CDC: Flu season past its peak but still going strong

ATLANTA — According to the Centers for Disease Control and Prevention's FluView report released Friday, flu activity remains high overall, but is declining in parts of the country while increasing in other parts of the country. Most notably the Southeast, which began experiencing high levels of flu activity at the end of November, is now showing declines in activity. 

Flu activity is likely to continue for some time, the agency projected. Anyone aged 6 months and older who has not gotten a flu vaccine yet this season should get one now, especially if they are in a part of the country where activity is still at a high level, CDC advised. 

For the week of Jan. 12 to 18, the proportion of people seeing their health care provider for influenza-like illness decreased for the third week, but remains above the national baseline. All ten regions continue to report ILI activity above their region-specific baseline level. ILI activity is increasing among some Western and Northeastern states. 
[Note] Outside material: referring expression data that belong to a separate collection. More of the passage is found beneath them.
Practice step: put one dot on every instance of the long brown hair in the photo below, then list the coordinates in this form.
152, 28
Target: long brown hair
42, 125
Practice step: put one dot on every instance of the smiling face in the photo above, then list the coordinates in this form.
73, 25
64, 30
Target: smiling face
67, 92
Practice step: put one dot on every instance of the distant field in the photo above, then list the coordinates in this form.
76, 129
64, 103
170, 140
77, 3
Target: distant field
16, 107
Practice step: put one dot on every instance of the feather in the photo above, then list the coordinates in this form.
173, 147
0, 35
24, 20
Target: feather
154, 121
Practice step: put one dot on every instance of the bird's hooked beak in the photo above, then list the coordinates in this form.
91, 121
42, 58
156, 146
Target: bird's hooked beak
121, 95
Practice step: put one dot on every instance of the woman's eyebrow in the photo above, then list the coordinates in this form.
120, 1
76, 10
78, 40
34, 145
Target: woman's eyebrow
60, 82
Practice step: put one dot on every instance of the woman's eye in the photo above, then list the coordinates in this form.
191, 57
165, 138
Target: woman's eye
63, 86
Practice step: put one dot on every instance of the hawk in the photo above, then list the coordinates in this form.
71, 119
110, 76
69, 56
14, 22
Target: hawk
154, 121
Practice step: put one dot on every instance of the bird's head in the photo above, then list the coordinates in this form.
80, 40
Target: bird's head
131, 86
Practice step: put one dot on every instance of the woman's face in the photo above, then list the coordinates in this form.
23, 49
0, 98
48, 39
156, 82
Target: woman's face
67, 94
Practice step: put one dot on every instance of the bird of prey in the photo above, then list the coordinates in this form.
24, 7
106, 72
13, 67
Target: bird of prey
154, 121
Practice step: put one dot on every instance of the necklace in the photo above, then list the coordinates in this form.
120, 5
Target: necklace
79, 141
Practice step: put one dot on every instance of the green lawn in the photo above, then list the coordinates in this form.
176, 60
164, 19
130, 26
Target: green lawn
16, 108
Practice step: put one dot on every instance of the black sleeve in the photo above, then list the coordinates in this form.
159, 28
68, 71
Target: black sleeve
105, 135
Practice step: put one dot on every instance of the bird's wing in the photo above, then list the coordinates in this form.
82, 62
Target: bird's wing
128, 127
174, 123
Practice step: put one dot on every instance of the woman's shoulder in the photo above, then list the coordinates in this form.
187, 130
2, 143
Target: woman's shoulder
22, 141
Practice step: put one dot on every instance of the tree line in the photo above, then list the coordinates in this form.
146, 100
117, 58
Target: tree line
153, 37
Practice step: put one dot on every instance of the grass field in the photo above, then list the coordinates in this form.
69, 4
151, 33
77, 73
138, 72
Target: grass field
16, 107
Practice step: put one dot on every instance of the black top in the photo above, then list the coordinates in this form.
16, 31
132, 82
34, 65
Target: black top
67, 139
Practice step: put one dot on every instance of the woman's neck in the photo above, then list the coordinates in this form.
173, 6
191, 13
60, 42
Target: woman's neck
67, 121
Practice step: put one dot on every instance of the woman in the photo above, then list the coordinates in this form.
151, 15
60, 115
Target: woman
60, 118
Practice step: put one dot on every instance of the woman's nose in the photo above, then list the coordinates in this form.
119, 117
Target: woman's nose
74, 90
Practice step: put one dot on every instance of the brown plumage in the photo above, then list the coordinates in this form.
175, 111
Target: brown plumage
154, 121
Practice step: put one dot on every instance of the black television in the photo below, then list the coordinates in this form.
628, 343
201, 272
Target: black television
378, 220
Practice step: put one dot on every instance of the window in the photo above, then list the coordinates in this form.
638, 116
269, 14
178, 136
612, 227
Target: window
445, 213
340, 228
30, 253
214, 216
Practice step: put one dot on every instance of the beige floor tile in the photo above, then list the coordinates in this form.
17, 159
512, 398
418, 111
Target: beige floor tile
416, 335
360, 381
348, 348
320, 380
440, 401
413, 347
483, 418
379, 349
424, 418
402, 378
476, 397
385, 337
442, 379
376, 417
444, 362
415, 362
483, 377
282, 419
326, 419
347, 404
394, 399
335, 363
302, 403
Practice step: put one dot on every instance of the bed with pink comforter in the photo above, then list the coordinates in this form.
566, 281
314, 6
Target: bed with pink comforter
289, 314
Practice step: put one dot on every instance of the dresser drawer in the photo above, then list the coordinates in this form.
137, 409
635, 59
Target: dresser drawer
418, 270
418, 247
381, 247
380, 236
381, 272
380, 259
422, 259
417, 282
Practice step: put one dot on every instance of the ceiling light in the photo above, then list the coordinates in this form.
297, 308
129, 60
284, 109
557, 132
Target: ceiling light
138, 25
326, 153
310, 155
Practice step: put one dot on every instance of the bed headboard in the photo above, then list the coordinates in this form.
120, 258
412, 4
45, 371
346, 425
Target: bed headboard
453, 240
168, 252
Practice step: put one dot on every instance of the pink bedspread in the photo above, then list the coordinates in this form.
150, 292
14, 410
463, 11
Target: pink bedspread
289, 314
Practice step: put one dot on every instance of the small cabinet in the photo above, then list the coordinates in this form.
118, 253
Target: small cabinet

Thirteen states experienced high ILI activity. This is a decrease from the 14 states that reported high ILI activity last week. Seven states and New York City experienced moderate ILI activity. Fifteen states experienced low ILI activity. Fifteen states experienced minimal ILI activity. 

Forty-one states reported widespread geographic influenza activity; an increase from the 40 states that reported widespread activity in the previous week. Puerto Rico and eight states reported regional activity. The District of Columbia reported local activity and Guam and Hawaii reported sporadic influenza activity. The U.S. Virgin Islands reported no influenza activity.

The highest hospitalization rates are among people 65 and older and children younger than 5 years. This is typical of most flu seasons.

However, of the 4,615 influenza-associated hospitalizations that have been reported this season, 61% have been in people ages 18 to 64 years. More commonly, most flu hospitalizations occur in people 65 and older. This pattern of more hospitalizations among younger people was also seen during the 2009 H1N1 pandemic.

Influenza A (H3N2), 2009 influenza A (H1N1), and influenza B viruses have all been identified in the U.S. this season. To date, influenza A (H1N1) viruses have predominated. This is the H1N1 virus that emerged in 2009 to cause a pandemic and is the first season that the virus has circulated at such high levels since the pandemic. During the week of January 12-18, 2,707 of the 2,793 influenza-positive tests reported to CDC were influenza A viruses and 86 were influenza B viruses. Of the 1,785 influenza A viruses that were subtyped, 3.2% were H3 viruses and 96.8% were 2009 H1N1 viruses.

As many as 710 (99.8%) of the 711 2009 H1N1 viruses tested were characterized as A/California/7/2009-like. This is the influenza A (H1N1) component of the Northern Hemisphere quadrivalent and trivalent vaccines for the 2013-2014 season.